Je précise bien que ma version (il en existe 23) est très différente de la version de 1959 (El Saturn Records), d’ailleurs tout est différent ou presque avec ce CD de 2018 (édition State Of Art) : les titres sont organisés différemment et le CD est agrémenté de bonus bienvenus tirés de “ Sound Sun Pleasure! ”. Je le recommande même si ceux qui possèdent l’original avec l’artwork de l’époque (quel graphisme avec cet œil-hiéroglyphe) sont des sacrés veinards. J’ai un pote qui m’a dit que son père lui avait légué sa collection de Sun Ra, je vais lui en glisser un mot à l’occasion.
La chaleur du vinyle pour le Jazz n’est pas une légende, si un audiophile voulait se faire plaisir, je lui recommande sans hésiter la toute dernière version deluxe 2023 (double LP) de "Cosmic Myth Records" qui respecte l’ordre des pistes de l’original et contient elle aussi des pistes bonus ainsi que des mixages stéréo rares.
Les 3 premiers titres (de ma version) sont de facture classique, (Enlightenment, Saturn et Velvet) mais l’ouverture de « Enlightenment" est tout bonnement irrésistible. "Ancient Aithopia" est d’une autre trempe, un long voyage exotique de 9 mn qui clôture la version originale. On peut retrouver ce titre sur la compilation Exotica, estimable elle aussi !

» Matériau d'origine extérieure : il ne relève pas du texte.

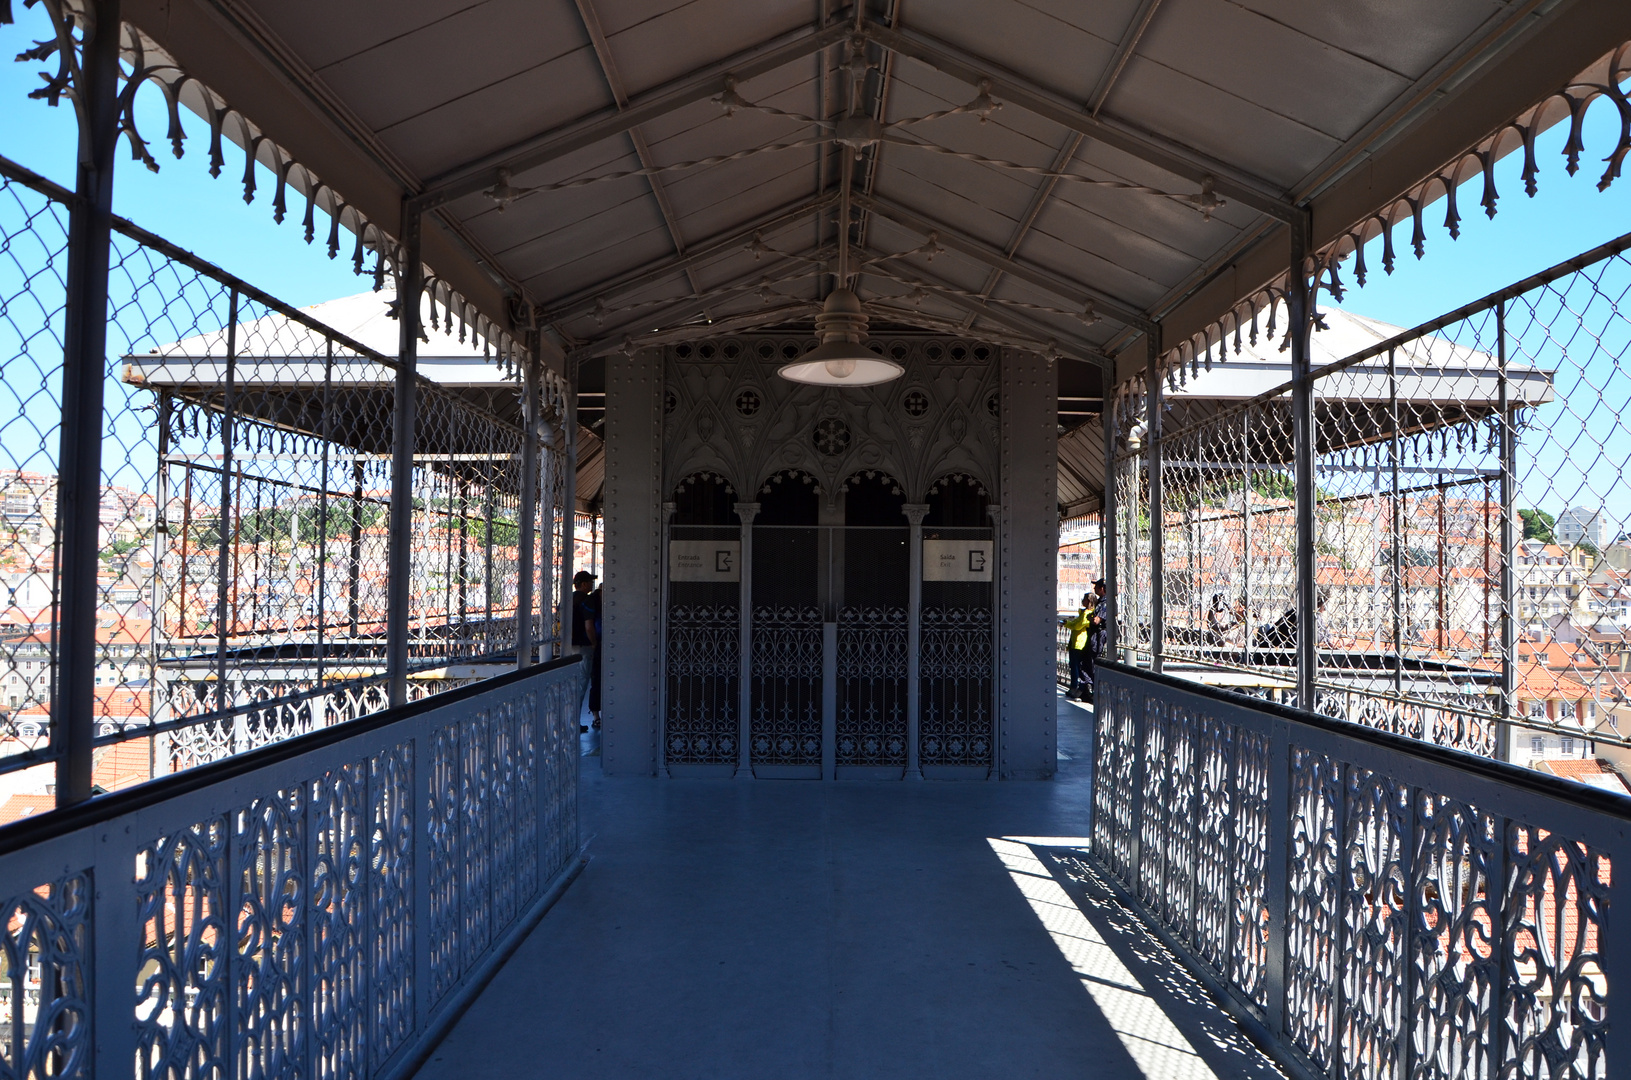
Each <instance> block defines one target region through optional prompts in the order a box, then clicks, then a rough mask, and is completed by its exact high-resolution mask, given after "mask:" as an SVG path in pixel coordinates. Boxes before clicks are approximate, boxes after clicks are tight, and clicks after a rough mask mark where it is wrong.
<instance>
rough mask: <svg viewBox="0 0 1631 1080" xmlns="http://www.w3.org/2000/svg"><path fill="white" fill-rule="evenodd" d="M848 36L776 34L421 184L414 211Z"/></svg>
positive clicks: (825, 28) (547, 157) (820, 33)
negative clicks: (419, 190) (622, 106)
mask: <svg viewBox="0 0 1631 1080" xmlns="http://www.w3.org/2000/svg"><path fill="white" fill-rule="evenodd" d="M850 33H851V29H850V26H848V24H842V23H835V24H832V26H825V28H817V29H801V31H793V33H789V34H780V36H776V38H771V39H770V41H767V42H763V44H760V46H754V47H752V49H744V51H742V52H737V54H736V55H731V57H726V59H724V60H718V62H714V64H709V65H706V67H701V69H696V70H693V72H688V73H685V75H680V77H678V78H672V80H669V82H667V83H664V85H662V86H657V88H654V90H649V91H648V93H643V95H639V98H633V100H630V104H628V108H612V109H600V111H599V113H592V114H589V116H584V117H581V119H576V121H571V122H568V124H563V126H559V127H551V129H550V131H543V132H538V134H537V135H530V137H527V139H522V140H520V142H515V144H511V145H509V147H506V148H502V150H497V152H494V153H488V155H483V157H480V158H476V160H475V162H466V163H465V165H458V166H455V168H450V170H447V171H444V173H442V175H439V176H435V178H432V179H431V181H429V183H426V186H424V191H422V193H419V194H418V196H414V199H413V206H414V209H418V210H431V209H435V207H439V206H445V204H447V202H452V201H453V199H458V197H462V196H468V194H475V193H476V191H483V189H486V188H491V186H493V184H496V183H497V181H499V170H501V168H502V170H509V171H512V173H520V171H524V170H528V168H537V166H538V165H543V163H546V162H555V160H558V158H563V157H566V155H568V153H576V152H577V150H582V148H584V147H592V145H594V144H597V142H600V140H603V139H610V137H612V135H620V134H623V132H626V131H630V129H631V127H638V126H641V124H648V122H651V121H654V119H657V117H659V116H665V114H669V113H674V111H677V109H683V108H685V106H690V104H695V103H698V101H703V100H705V98H711V96H714V95H718V93H723V91H724V88H726V85H724V83H726V78H736V80H739V82H747V80H750V78H758V77H760V75H765V73H768V72H773V70H776V69H778V67H785V65H788V64H793V62H794V60H799V59H802V57H807V55H811V54H816V52H820V51H822V49H827V47H829V46H835V44H838V42H840V41H845V39H846V38H848V36H850Z"/></svg>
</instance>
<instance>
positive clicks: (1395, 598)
mask: <svg viewBox="0 0 1631 1080" xmlns="http://www.w3.org/2000/svg"><path fill="white" fill-rule="evenodd" d="M1388 418H1390V424H1391V427H1393V434H1391V437H1390V440H1388V442H1390V445H1391V452H1390V455H1388V457H1390V458H1391V462H1393V499H1391V514H1390V522H1388V527H1390V529H1391V532H1393V543H1391V548H1393V693H1395V695H1403V693H1404V517H1403V514H1404V504H1403V501H1401V499H1399V452H1401V447H1399V370H1398V356H1396V354H1395V351H1393V349H1388Z"/></svg>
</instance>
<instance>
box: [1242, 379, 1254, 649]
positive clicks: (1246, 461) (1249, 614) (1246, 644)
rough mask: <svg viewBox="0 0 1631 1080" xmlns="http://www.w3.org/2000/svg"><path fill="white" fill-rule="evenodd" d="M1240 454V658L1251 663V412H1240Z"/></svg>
mask: <svg viewBox="0 0 1631 1080" xmlns="http://www.w3.org/2000/svg"><path fill="white" fill-rule="evenodd" d="M1240 454H1241V468H1243V471H1244V476H1246V483H1244V485H1243V486H1241V489H1240V507H1241V509H1240V547H1241V553H1243V556H1244V558H1241V561H1240V595H1241V599H1243V600H1244V604H1243V609H1244V610H1243V612H1241V617H1240V618H1241V636H1240V649H1241V661H1244V664H1246V667H1251V631H1253V626H1251V584H1253V582H1251V493H1253V486H1251V481H1253V471H1251V413H1248V411H1244V409H1243V411H1241V414H1240Z"/></svg>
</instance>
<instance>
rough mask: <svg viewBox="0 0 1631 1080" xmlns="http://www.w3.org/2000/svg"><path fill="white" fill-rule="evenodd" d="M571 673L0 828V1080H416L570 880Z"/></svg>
mask: <svg viewBox="0 0 1631 1080" xmlns="http://www.w3.org/2000/svg"><path fill="white" fill-rule="evenodd" d="M579 661H581V657H577V656H568V657H563V659H558V661H551V662H546V664H538V666H535V667H528V669H525V671H519V672H512V674H506V675H501V677H496V679H489V680H484V682H481V684H476V685H471V687H463V688H458V690H450V692H447V693H442V695H437V697H434V698H427V700H422V702H418V703H411V705H403V706H400V708H393V710H388V711H382V713H377V715H372V716H367V718H362V719H356V721H351V723H346V724H339V726H334V728H328V729H321V731H313V733H310V734H305V736H298V737H294V739H289V741H285V742H279V744H274V746H266V747H261V749H258V750H250V752H245V754H240V755H235V757H230V759H225V760H219V762H212V764H209V765H201V767H197V768H194V770H189V772H184V773H178V775H171V777H166V778H161V780H155V781H152V783H145V785H140V786H135V788H130V790H126V791H119V793H114V795H108V796H103V798H98V799H90V801H85V803H80V804H75V806H70V808H64V809H55V811H49V812H44V814H41V816H39V817H33V819H24V821H21V822H16V824H11V825H7V827H3V829H0V883H3V884H0V912H5V918H3V920H0V933H5V935H8V938H10V940H8V941H7V943H5V945H7V949H8V951H10V954H13V956H18V954H20V951H24V953H29V963H31V966H33V967H34V969H36V971H38V972H39V974H41V979H39V984H38V989H39V1003H38V1005H34V1007H31V1008H26V1007H24V1005H23V1003H21V995H16V994H13V1010H18V1011H13V1015H11V1016H10V1020H11V1025H13V1036H11V1038H13V1039H16V1041H15V1042H13V1046H15V1047H20V1049H21V1054H20V1056H18V1057H16V1059H15V1060H10V1062H8V1064H10V1065H11V1067H13V1070H16V1072H18V1075H46V1073H47V1072H49V1073H51V1075H59V1073H60V1075H108V1077H114V1075H129V1073H130V1072H132V1069H134V1067H137V1065H140V1073H144V1075H145V1073H148V1072H153V1073H157V1072H163V1073H168V1072H171V1070H184V1072H191V1070H192V1069H194V1067H197V1069H202V1070H206V1072H219V1073H233V1075H236V1073H241V1072H274V1070H284V1069H289V1070H298V1072H300V1073H302V1075H316V1073H318V1072H326V1070H333V1072H344V1073H349V1075H357V1077H362V1078H367V1080H375V1078H387V1077H391V1078H393V1077H406V1075H411V1072H413V1070H414V1069H416V1067H418V1064H419V1062H421V1060H422V1057H424V1054H426V1052H427V1051H429V1049H431V1047H432V1046H434V1044H435V1042H437V1041H439V1039H440V1036H442V1034H444V1033H445V1031H447V1029H449V1028H450V1025H452V1023H453V1021H455V1020H457V1018H458V1015H460V1011H463V1008H465V1007H466V1005H468V1003H470V1000H473V997H475V995H476V994H478V992H480V990H481V987H483V985H484V984H486V980H488V979H489V977H491V976H493V972H494V971H496V969H497V966H499V964H502V961H504V959H506V958H507V954H509V953H511V951H512V949H514V948H515V945H519V941H520V940H522V938H524V936H525V935H527V933H528V932H530V930H532V927H533V925H537V920H538V918H541V915H543V912H545V910H548V907H550V905H551V904H553V902H555V899H556V897H558V896H559V894H561V891H563V889H564V887H566V884H568V883H569V881H571V879H572V878H574V876H576V873H577V871H579V870H581V866H582V850H581V837H579V829H577V762H579V757H577V754H579V746H577V708H579V703H581V700H582V684H584V679H586V674H587V672H586V671H584V666H582V664H581V662H579ZM23 977H24V967H23V966H13V967H11V971H10V972H8V974H7V979H8V980H11V985H13V987H18V985H21V979H23ZM246 987H250V989H248V990H246ZM320 1062H325V1064H326V1069H323V1070H320V1069H316V1065H318V1064H320Z"/></svg>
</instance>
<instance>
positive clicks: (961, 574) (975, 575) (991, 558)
mask: <svg viewBox="0 0 1631 1080" xmlns="http://www.w3.org/2000/svg"><path fill="white" fill-rule="evenodd" d="M990 579H992V542H990V540H925V542H923V581H990Z"/></svg>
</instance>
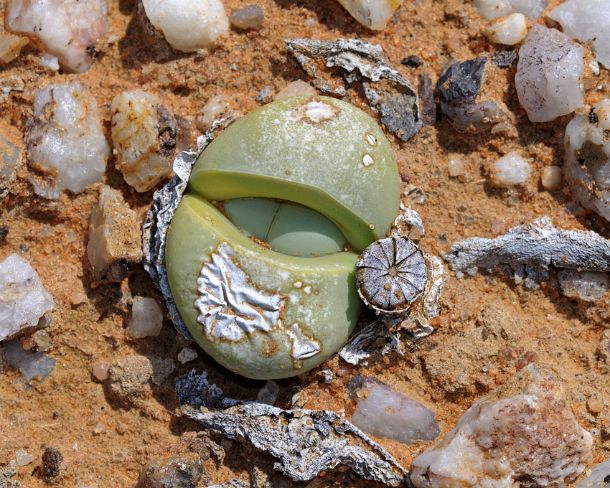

Les titres s’enchainent et confirment le rôle précurseur et essentiel de ce disque en avance sur son temps, pierre angulaire du hard-bop/Be-bop teinté de swing et le talent d'un chef d’orchestre en pleine gestation cosmique. L’orchestre est tout simplement au sommet de son potentiel, le saxophone ténor de John Gilmore (qui prendra la relève du Sun Ra Orchestra) forme avec Marshall Allen, Pat Patrick et Ronnie Boykin le noyau dur emblématique de la section cuivre de l'Arkestra, sans oublier la trompette de Hobart Dotson et Bo Bailey (trombone et tuba). On entend aussi des flutes (“images"), Hattie Randolph au chant ("Round Midnight"de Monk et "Back in Your Own Back Yard »), deux batteurs et un percussionniste.
Le répertoire de ces deux disques (Jazz… et S. S. Pleasure) deviendront des incontournables très présents dans la setlist du Arkestra de l’époque, tant Sun Ra fusionne habilement avec l’orchestre qui swingue comme un big band ellingtonien.
"Great balls of Fire" renoue avec l’esprit sensuel de "Ancient Aithopia", une invitation au voyage oriental (sur la lune), alors que Sun Ra ne découvrira l’Egypte qu’en 1971. Les percussions contribuent fortement à appuyer ce virage vers un terrain musical emprunt de fusion qui sent bon le futurisme primitif amorcé par le père de l’afrofuturisme prêt à larguer les amarres hard-bop vers des contrées intergalactiques.